Avoiding Curosr - Yet Another Situation

  • Friday afternoon challenge.

    Easy to do with cursors:

    - a certain number of subsets (number of subsets is not fixed nor determined in advance)

    - each subset comprises a number of items (number of items is not fixed nor determined in advance)

    YES I KNOW THE FOLLOWING HAS NOTHING TO DO WITH SETS.

    - each item of a subset must have a sequential rank, always starting with 1 in each set.
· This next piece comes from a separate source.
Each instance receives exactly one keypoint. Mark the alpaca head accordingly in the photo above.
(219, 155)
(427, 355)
    How to start from this

    [font="Courier New"]

    Table Detail

    =========

    pkID MasterID Rank

    1 1

    2 1

    3 1

    4 1

    5 1

    6 1

    7 2

    8 2

    9 2

    10 3

    11 3

    12 3

    13 3

    [/font]

    to arrive at this:

    [font="Courier New"]

    pkID MasterID Rank

    1 1 1

    2 1 2

    3 1 3

    4 1 4

    5 1 5

    6 1 6

    7 2 1

    8 2 2

    9 2 3

    10 3 1

    11 3 2

    12 3 3

    13 3 4

    [/font]

    Any suggestions ?

    [font="Courier New"]

    CREATE Table Detail

    (

    pkID int NOT NULL PRIMARY KEY IDENTITY,

    Rank int,

    MasterID int

    )

    CREATE Table Master

    (

    pkID int NOT NULL PRIMARY KEY IDENTITY,

    NumberOfDetail int

    )

    INSERT INTO Detail (MasterID) VALUES (1)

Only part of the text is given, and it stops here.